Re: Evolution & optimization of the module system

From: Ludovic Courtès
Subject: Re: Evolution & optimization of the module system
Date: Mon, 26 Feb 2007 22:15:06 +0100
User-agent: Gnus/5.110006 (No Gnus v0.6) Emacs/21.4 (gnu/linux)


Kevin Ryde <address@hidden> writes:

> If that's true you'll have to start from the beginning again,
> everyone's eyes glaze over at "1000 modules".

Quoting the original message in this thread:

  An application of mine [1], although it modifies `the-scm-module' at
  run-time, requiring 40 modules to re-process duplicates, has its
  execution time reduced by 8% (on a run that loads around 100 modules).
  The whole test suite runs about 10% faster with the modified version
  (although it has a larger `modules.test').  So it seems to be beneficial
  performance-wise.  I'd be happy if people could try it out with other
  applications (e.g., Lilypond ;-)) and measure the difference it makes.

Note that the two measurements are on whole application execution time
(none of them is long-running, though).  So 8%-10% is pretty good given
that the changes are expected to be beneficial only at initialization
time, i.e., before all duplicates have been processed and all variables
have been memoized.

So, once again, if people could make similar measurements with other
applications, that'd be really great.  :-)

>> From a performance viewpoint, the question is: how can we
>> provide the fastest variable lookup and duplicate binding detection,
>> i.e., using what data structures and algorithms?
> There's no need to think too hard about the data until the innermost
> code dealing with them is in C.

If I understood correctly, I think I disagree.  Writing in C or assembly
doesn't free from choosing appropriate algorithms.  An algorithm that is
not scalable is not scalable, whether it is implemented in C or not.

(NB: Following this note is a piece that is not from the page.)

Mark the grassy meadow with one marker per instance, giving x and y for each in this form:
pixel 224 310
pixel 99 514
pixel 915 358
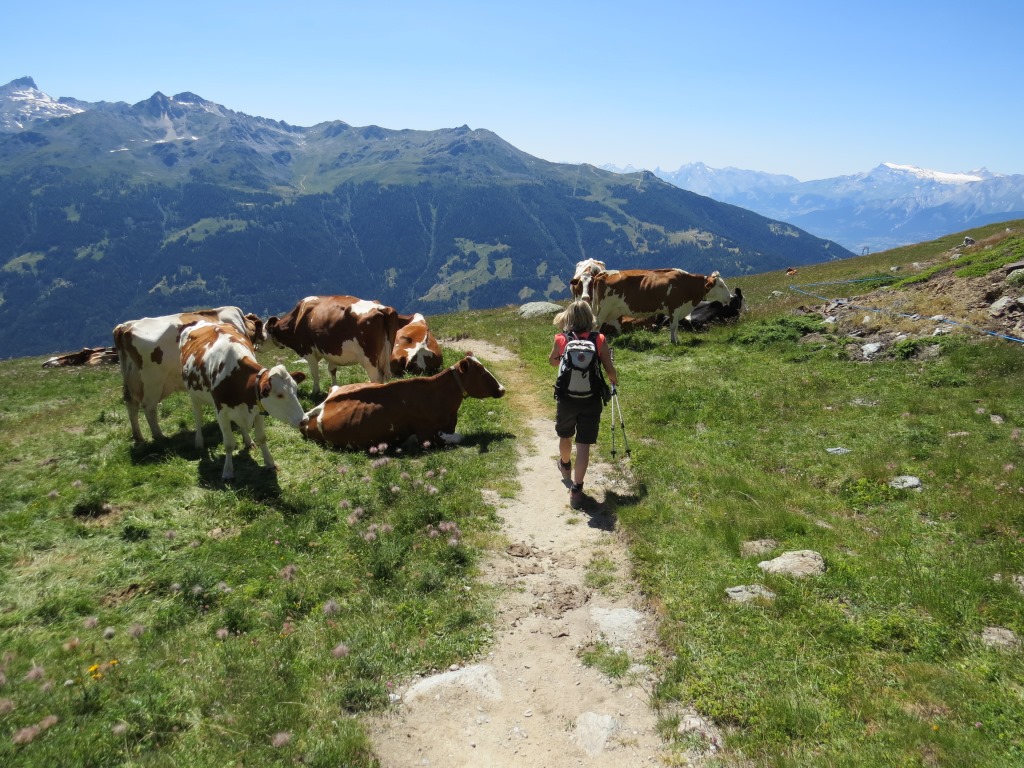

> I guess the general problem is sets of names to be combined and looked
> up with certain precedence.  I can't see anything much to help that
> without using quite a bit of extra memory (which of course is bad for
> gc, and bad for the system generally because it's unshared).

Yes, there may be a space-time tradeoff.  Clearly, my patch requires
more (heap-allocated) memory.

> One possibility for duplicates would be lazy checking, only check for
> a clash when actually using a symbol.  That's sort of the prolog
> theory: don't worry now about what might never come up.  I suspect the
> total work would end up greater though.

So we'd perform duplicate checking as variables are looked up?
Interesting idea.  Then we'd completely remove `process-duplicates' and
would have an O(USES) variable lookup.

However, it may be quite R6RS-unfriendly since R6RS requires duplicates
to be detected as errors, i.e., before code is actually run (Section 6.1
of R5.92RS).

Anyway, maybe we should give it a try and compare both approaches?